The OpenVid-1M dataset is a good stress test: it’s video-heavy, and video is where the “metadata table over here, blobs over there” pattern that’s commonly used today starts to creak. In Lance, the large blobs (videos) are stored alongside the scalar data in the same table, allowing you to package the data in a single table that you can easily share and reuse. This is in contrast to the Parquet versions of several popular multimodal datasets, where the binary assets tend to be stored separately, either in different directories, or in different repos entirely.

With the video blob data in Lance, you can query it in place on Hugging Face – scan and filter on metadata while projecting only the scalar columns (skipping the video bytes) to narrow down what you care about without copying the entire dataset. Once you’ve identified the subsets you want, you can download only what’s needed. This enables rapid exploration of large multimodal datasets with minimal unnecessary I/O.

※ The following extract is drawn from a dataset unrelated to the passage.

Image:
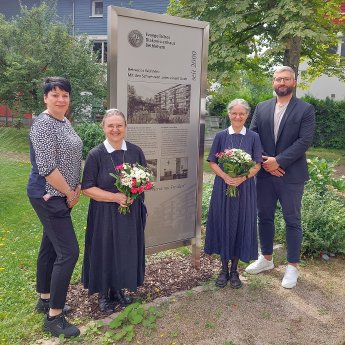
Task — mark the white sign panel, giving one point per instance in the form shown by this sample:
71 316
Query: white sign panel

Here’s the high-level workflow that demonstrates how simple this is using Lance:

Scan and filter the metadata without touching the video bytes (column projection + predicate pushdown).
Fetch a single video blob on demand (random access) and save just that one to disk.

Under the hood, Lance’s blob abstraction plays an important role in improving performance, because take_blobs(...) returns a file-like object that lazily reads the underlying bytes, rather than forcing you to download the entire MP4 into memory (or write it to disk) up front. Since it behaves like a regular file handle, you can pass it directly to video tooling libraries like PyAV or ML libraries like torchcodec.

Lance helps Hub users perform “video-native” operations – seek frames up to a time offset, decode only a particular window, skip irrelevant frames, and sample/shuffle them for training jobs – while only reading the portions of the blob you actually touch, which is exactly what you want when searching through large datasets.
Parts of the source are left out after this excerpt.